2018年ヒット予想ワードの「低温調理」をエミールで試してみました

キッチン家電の流行ワードでもある「低温調理」。うまみを最大限逃がさずにしっとりと肉に火を通すことができる調理法です。この調理方法をキャンプ道具でも実現させるのがSOTOの「エミール」!実際にどう作ることができるのか低温調理に挑戦してみました。


記事中画像撮影:筆者

低温でじっくり加熱するとおいしくなるって本当?

2018年にヒット間違いなしと言われている「低温調理器具」。鍋の中の水を60〜80℃にキープできる家電で、食材を低温でじっくり加熱できるというものです。

高温で加熱するとタンパク質が変性して肉が硬くなってしまい、しかも、うまみを含んだ水分も抜け出てしまうんですが、この温度が68℃以上。つまり、68℃以下の低温でじっくり火を通せば肉はしっとり仕上がるんですね。

そんな魅惑の調理法なんですが、一定の温度をキープするというのが非常に難しい!

今一番「低温調理器具」に近いキャンプ道具は・・・

ところで、一定の温度をキープする……というキーワードにピンときませんか? ほったらかし調理ができるSOTOの「エミール」です。

SOTO/エミール(9980円+税)
遊びながら調理ができるダッチオーブンのケースです。保温だけでなく、保冷材を入れて冷たいデザートを作るなんてこともできる優れもの。


SOTOのステンレスダッチオーブン10インチ専用設計でピッタリフィット。断熱効果抜群なので、加熱したダッチオーブンを入れると温度低下がゆるやかに進みます。
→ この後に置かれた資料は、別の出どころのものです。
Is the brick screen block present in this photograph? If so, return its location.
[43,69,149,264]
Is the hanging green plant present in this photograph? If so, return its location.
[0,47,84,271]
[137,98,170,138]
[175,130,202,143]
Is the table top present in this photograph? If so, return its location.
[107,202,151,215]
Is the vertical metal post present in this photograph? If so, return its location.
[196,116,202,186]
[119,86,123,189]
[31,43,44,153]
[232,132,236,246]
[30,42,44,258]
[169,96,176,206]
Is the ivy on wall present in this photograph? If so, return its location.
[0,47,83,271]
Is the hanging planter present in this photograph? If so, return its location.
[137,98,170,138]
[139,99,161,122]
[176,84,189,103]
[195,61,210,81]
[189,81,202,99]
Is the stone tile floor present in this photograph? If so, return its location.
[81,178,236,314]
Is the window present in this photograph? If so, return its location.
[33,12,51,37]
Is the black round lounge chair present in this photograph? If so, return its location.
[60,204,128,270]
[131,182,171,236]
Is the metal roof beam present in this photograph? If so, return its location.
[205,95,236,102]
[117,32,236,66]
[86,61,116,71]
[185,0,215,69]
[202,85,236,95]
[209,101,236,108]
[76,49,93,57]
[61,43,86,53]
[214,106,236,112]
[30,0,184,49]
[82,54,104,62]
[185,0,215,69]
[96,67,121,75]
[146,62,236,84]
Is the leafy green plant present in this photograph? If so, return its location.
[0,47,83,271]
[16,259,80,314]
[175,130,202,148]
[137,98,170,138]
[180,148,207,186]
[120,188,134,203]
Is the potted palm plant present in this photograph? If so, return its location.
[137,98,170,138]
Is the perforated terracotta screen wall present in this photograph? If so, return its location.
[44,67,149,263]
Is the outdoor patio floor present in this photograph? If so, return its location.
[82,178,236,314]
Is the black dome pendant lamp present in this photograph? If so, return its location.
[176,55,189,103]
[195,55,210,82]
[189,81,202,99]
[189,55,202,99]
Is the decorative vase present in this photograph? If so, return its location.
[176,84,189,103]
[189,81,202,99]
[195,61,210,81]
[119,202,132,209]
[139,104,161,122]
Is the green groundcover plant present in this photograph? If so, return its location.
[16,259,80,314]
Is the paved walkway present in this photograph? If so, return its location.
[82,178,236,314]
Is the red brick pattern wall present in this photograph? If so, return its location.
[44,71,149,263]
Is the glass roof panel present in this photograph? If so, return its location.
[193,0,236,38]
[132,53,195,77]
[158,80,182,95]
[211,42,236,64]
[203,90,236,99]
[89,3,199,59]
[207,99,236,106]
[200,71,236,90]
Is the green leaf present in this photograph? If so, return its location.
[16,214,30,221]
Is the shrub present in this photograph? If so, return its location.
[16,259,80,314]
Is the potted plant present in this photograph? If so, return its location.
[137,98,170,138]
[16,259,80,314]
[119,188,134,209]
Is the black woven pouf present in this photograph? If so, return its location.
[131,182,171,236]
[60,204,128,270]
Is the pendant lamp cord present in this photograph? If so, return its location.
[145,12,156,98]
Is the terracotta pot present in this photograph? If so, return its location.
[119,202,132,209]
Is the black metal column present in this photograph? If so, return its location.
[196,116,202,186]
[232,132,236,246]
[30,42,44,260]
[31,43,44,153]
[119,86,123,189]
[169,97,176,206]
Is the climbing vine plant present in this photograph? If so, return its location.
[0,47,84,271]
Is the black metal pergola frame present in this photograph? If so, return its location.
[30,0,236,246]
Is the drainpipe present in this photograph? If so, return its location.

汚れがつきにくいナイロン製で、底は二重。さらにベルトが通っているため、食材を入れた重い鍋を入れてもヘタることはありません。
ITEM
SOTO ステンレスダッチオーブン 10インチ ST-910
●本体サイズ:幅35×奥行28×高さ16cm
●重量:5.2kg
●材質:ステンレス(底網:ステンレス)
●満水容量:5.2L
●サイズ:内径25.9×深さ11.5cm
ITEM
SOTO ダッチオーブン保温調理器 eMEAL(エミール) ST-920
●本体サイズ:幅38×奥行38×高さ25cm
●本体重量:1.375kg
●材質:内側保温材=EPP(耐熱温度120度)、外側カバー=ナイロン
今回は、このエミールを使って低温調理ができるのか、そしてそれはちゃんとおいしいのか、実際に試してみました。

ビーフとチキンの低温調理に挑戦してみた

肉のパサつきを押さえて、しっとり仕上がる……低温調理の魅力がはっきりわかるのが鶏胸肉や牛肉の赤身です。一方で、手作り鶏ハムで体調を崩す人がいるという報告があるように、注意が必要でもあります。
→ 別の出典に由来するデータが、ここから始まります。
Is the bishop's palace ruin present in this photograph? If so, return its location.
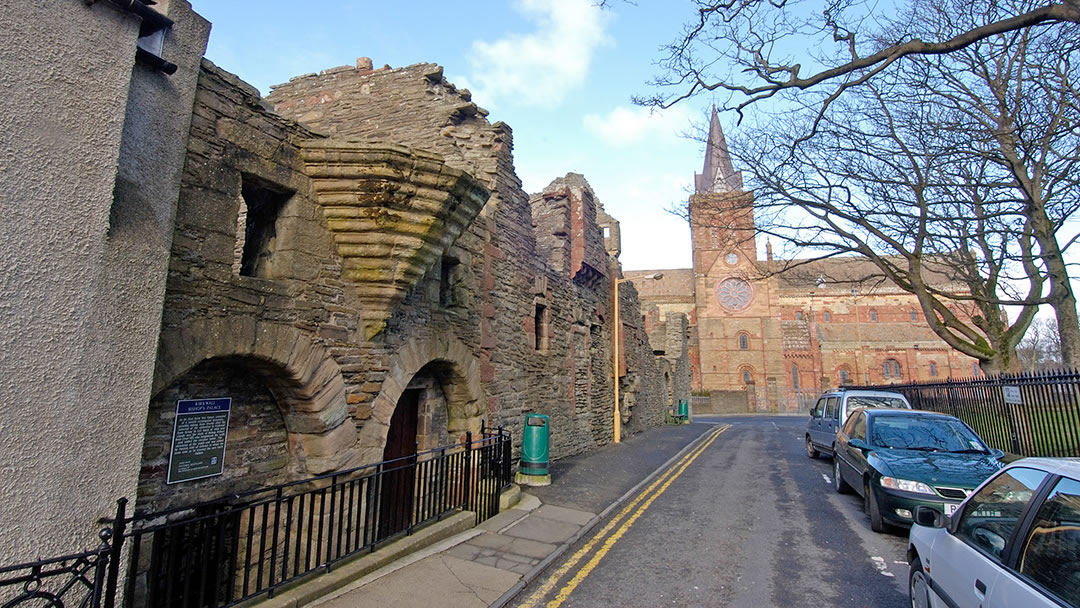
[0,0,972,563]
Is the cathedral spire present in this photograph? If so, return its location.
[693,106,742,194]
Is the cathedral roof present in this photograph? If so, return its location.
[761,256,967,292]
[693,107,742,194]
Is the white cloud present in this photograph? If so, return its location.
[583,106,690,146]
[456,0,611,107]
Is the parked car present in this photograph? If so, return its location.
[833,408,1004,532]
[907,458,1080,608]
[806,390,912,458]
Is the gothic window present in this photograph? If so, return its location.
[716,276,754,311]
[883,359,901,378]
[233,175,293,279]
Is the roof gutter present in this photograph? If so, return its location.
[84,0,176,75]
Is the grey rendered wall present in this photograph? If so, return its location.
[0,0,208,564]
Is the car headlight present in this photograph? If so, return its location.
[881,477,937,496]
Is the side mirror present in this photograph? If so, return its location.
[915,504,948,528]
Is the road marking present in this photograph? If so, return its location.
[870,556,893,577]
[519,424,731,608]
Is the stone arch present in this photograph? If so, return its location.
[152,317,356,475]
[360,335,484,462]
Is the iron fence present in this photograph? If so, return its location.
[0,428,512,608]
[859,369,1080,457]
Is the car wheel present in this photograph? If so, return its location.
[833,462,851,494]
[907,557,930,608]
[863,481,888,532]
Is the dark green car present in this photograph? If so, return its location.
[833,409,1004,532]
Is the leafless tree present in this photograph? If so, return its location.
[651,0,1080,371]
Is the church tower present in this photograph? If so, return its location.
[689,108,783,401]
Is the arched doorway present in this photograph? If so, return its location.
[379,361,460,538]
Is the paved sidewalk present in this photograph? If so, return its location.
[308,421,714,608]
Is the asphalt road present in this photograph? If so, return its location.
[513,417,908,608]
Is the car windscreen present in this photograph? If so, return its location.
[848,395,909,411]
[869,416,986,452]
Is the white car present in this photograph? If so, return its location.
[907,458,1080,608]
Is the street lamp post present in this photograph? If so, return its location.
[611,272,664,443]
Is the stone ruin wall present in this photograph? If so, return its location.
[139,62,685,511]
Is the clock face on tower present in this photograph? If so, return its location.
[716,276,754,311]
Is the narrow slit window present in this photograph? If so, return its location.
[532,303,548,352]
[438,257,460,308]
[233,175,293,279]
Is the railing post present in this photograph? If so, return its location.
[105,498,127,608]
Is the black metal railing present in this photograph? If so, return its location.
[0,428,512,608]
[859,369,1080,457]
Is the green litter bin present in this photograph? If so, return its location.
[678,398,690,420]
[521,414,550,475]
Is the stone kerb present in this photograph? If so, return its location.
[153,317,357,475]
[359,334,485,462]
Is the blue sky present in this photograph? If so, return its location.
[185,0,712,270]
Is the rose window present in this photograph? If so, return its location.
[716,276,754,310]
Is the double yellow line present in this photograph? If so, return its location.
[519,424,731,608]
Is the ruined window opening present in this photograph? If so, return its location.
[883,359,901,378]
[233,175,293,279]
[532,303,548,352]
[438,257,460,308]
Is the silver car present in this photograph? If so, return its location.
[907,458,1080,608]
[804,389,912,458]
そこで、エミールで低温調理ができるか、と同時に、安全な調理ができるのかも検証してみました。

1. ビニール袋に入れて真空に似た状態に


クーラーボックスから取り出し、1時間ほど日影において芯まで常温になった肉を使います。厚みのある鶏肉の場合、中央に包丁を入れて開いておくと均一に熱が入ります。

肉の表面に塩をすり込み、ビニール袋へ。水の中に沈めながらビニール袋の中の空気を抜き、真空に似た状態になるんです。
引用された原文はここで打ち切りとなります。